Every extracted value in Talonic carries per-cell provenance — a record linking the value to its exact source region in the original document, with a confidence score and reasoning trace.

Provenance structure

Each cell in the extraction output includes a provenance object with the source page number, bounding box coordinates, the raw text extracted from that region, a confidence score between 0 and 1, and a reasoning trace explaining why the pipeline chose that value.

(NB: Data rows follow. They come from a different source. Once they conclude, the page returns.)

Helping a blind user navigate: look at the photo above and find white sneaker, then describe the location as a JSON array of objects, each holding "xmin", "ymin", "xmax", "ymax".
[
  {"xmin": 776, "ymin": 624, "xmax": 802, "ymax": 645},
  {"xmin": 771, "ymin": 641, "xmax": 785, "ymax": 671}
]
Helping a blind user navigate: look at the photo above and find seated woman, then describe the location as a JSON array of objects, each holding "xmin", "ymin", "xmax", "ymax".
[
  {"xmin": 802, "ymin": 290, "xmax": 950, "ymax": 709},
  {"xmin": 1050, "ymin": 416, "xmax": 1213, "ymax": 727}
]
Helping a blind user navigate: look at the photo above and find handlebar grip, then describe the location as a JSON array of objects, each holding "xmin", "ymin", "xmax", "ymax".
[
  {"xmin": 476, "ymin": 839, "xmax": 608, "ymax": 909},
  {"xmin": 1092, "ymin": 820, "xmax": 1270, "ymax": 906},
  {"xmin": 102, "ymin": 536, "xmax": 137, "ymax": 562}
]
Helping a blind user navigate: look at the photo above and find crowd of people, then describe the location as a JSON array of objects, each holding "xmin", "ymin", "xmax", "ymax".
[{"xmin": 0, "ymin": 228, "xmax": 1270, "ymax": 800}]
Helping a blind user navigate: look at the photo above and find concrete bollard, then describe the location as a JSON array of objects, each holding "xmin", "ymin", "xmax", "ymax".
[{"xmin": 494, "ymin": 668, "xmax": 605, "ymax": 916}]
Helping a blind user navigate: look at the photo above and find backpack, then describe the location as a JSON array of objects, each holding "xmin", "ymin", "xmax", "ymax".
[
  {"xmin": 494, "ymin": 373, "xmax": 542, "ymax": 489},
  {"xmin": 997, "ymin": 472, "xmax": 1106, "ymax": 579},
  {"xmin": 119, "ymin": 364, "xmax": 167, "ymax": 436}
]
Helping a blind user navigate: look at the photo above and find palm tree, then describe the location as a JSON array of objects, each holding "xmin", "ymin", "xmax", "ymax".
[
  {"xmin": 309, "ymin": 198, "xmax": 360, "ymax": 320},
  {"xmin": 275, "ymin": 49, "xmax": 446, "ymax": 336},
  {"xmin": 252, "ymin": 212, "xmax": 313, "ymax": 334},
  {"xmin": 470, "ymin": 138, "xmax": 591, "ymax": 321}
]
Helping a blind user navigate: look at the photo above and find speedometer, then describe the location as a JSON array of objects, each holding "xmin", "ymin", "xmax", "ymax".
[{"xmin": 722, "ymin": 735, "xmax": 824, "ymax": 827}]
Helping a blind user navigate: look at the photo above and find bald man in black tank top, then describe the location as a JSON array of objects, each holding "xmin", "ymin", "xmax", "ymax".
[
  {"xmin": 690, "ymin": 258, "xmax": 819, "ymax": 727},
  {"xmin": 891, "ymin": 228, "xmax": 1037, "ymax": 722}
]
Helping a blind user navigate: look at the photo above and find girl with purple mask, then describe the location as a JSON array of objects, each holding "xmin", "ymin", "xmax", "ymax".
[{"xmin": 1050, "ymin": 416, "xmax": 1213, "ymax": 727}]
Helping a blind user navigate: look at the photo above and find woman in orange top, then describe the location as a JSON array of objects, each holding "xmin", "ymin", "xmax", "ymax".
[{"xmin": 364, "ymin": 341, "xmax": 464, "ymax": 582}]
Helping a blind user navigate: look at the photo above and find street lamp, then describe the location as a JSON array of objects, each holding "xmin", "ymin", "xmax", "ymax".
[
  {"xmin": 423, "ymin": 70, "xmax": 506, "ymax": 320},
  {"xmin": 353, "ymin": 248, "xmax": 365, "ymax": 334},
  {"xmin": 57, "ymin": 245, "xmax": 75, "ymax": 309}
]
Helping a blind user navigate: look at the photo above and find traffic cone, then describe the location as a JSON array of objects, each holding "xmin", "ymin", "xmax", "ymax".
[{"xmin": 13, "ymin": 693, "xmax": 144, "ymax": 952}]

# Provenance object in extraction data response
{
  "field": "total_amount",
  "value": 1250.00,
  "provenance": {
    "page": 1,
    "bbox": [320, 450, 420, 470],
    "raw_text": "Total: EUR 1,250.00",
    "confidence": 0.97,
    "reasoning": "Matched 'Total' label adjacent to currency value"
  }
}

Confidence scores

Confidence scores range from 0.0 to 1.0. The confidence gate threshold (configurable per schema) determines whether a value is accepted or flagged for review. Values below the gate appear in the output with a flagged: true marker. See the extraction data endpoint for the full response format.

Reasoning traces

The reasoning trace is a human-readable explanation of the extraction logic. It records which phase of the four-phase pipeline produced the value, which Field Registry entry was matched, and any schema constraints that influenced the result.

Audit and compliance

Per-cell provenance supports DIN SPEC 91491 compliance requirements for traceable AI-assisted document processing. Every value can be traced back to its source region, enabling audit trails for regulated industries. Use the markdown endpoint to retrieve the source document with provenance annotations.

Correcting values

When a human corrects an extracted value via the corrections endpoint, the provenance is updated to record both the original extraction and the human override. This maintains a complete audit trail of how each value was produced and modified.